Realizada também sem nenhum cenário, utilizando apenas os gestos e ações físicas executadas corporalmente pelos atores, o espetáculo Rosa Adormecida emocionou a todos da plateia. Ao final da apresentação, lembro-me de um morador da comunidade Lagoa da Pedra que, ainda com os olhos marejados, agradeceu ao grupo pelos dois espetáculos apresentados. Ele nos contou que a personagem Rosa fez com que ele se lembrasse de sua falecida mãe e de todos os sonhos que ela não conseguiu realizar em vida. Assim como, também, o fez lembrar-se de outras tantas senhoras que vivem na comunidade e que tiveram (ou mesmo que têm no presente) seus sonhos ceifados pela dureza da vida.

O senhor nos disse: “Muito obrigada por vocês nos oferecerem esse momento de imaginação e de lembrança. Quisera eu que minha mãe pudesse acordar como num sonho mágico e levantar da terra repleta de flores, e assim como a Rosa fosse viver uma vida de felicidade. O teatro deve de ser isso mesmo, de fazer a gente reviver pelos atores a nossa própria vida para poder olhar para ela de outro jeito”.

Sentidos

No momento em que eu ouvi a fala desse senhor, confesso que me emocionei. Contudo, não pensei sobre o que exponho agora. Na verdade, essas são reflexões feitas no ato da lembrança.
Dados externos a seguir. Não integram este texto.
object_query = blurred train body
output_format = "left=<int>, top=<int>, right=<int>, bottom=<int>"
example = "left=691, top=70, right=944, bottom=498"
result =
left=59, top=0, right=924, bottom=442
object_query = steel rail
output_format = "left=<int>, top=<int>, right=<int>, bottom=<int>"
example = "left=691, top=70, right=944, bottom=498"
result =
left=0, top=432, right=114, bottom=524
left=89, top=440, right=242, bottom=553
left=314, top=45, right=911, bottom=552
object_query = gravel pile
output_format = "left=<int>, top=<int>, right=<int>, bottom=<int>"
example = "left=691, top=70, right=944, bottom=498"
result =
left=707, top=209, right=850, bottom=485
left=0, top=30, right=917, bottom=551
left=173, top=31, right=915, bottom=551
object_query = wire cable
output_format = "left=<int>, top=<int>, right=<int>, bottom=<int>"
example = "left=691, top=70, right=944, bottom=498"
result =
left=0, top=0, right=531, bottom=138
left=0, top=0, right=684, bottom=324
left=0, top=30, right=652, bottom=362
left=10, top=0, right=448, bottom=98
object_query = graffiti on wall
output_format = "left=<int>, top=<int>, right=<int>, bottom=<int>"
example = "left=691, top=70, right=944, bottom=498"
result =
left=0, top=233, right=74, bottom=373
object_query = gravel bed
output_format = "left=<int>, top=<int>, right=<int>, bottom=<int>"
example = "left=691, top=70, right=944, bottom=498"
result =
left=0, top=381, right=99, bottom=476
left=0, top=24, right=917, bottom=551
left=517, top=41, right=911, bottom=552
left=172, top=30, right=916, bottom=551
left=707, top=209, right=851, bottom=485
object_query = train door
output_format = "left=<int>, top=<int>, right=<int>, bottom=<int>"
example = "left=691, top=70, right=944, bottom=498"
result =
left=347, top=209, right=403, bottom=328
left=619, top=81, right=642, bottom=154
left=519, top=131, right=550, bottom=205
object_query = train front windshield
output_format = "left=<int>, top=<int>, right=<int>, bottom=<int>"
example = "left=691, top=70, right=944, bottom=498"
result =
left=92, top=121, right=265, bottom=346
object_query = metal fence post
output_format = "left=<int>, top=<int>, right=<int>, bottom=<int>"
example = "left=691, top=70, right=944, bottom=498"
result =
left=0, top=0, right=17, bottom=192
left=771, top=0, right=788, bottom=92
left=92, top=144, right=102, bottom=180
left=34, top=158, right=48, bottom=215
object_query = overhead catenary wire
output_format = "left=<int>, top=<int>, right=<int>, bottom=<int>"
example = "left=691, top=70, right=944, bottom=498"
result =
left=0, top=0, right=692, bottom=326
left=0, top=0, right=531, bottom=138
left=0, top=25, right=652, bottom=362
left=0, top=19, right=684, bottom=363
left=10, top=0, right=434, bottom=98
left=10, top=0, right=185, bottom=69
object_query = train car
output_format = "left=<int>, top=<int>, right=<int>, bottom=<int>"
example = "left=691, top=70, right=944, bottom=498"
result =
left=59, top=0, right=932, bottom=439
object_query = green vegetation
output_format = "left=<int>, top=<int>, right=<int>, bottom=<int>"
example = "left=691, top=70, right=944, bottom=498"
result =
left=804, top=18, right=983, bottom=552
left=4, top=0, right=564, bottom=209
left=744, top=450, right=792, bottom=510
Hoje, pensando sobre a fala daquele senhor, reflito o quanto a imagem fantasiosa pode suscitar reflexões críticas no olhar do espectador.

Isso porque o espetáculo Rosa Adormecida foi inspirado nos contos de fadas e estruturado dentro do modelo aristotélico de representação dramática8. Isto é, sem narração explícita e sem efeitos de distanciamento do Teatro Épico9. A cena transcorre com os personagens interagindo apenas entre si, sem trocas ou falas diretas com o público. Assim, os atores permanecem todos centrados na própria estrutura da ficção/ilusão que está mostrando.

No entanto, a estrutura do conto de Fada tem essa capacidade de inverter a lógica da fantasia e da catarse10, levando paradoxalmente o público a um distanciamento da realidade mostrada. A cena traz ações e imagens do irreal e do fantástico como se fosse algo cotidiano e natural, mas inversamente à fantasia, a imagem do sofrimento de Rosa assume a função de uma lente de aumento sobre a vida capaz de instigar atitudes de transformação frente à realidade.

E, talvez, em função disso é que o senhor tenha dito: “Quisera eu que minha mãe (todas as mulheres que sofreram) pudesse ressuscitar e levantar da terra repleta de flores, e assim como Rosa, fosse viver uma vida de felicidade”. Ou seja, a imagem de Rosa o fez olhar para a história de sua mãe e, por conseguinte, o fez olhar também para outras mulheres que vivem hoje a sua volta e que (exatamente como a sua mãe) foram (ou estão) sendo consumidas pela dureza de uma vida infeliz. Reflexões como esta possibilitam ver o quanto o universo fantástico pode ser político e o quanto ele possibilita repensar e transformar o curso da vida.

Essa experiência de audiência foi muito significativa para mim. Passei a dar mais atenção aos contos de fada, e refiz também algumas considerações sobre o efeito de distanciamento11 crítico dentro de estrutura dramática. Tudo isso são aprendizados que me ajudam continuamente a repensar, nas minhas aulas, como discutir as relações entre real e irreal, dramático e épico, e entre vida e arte.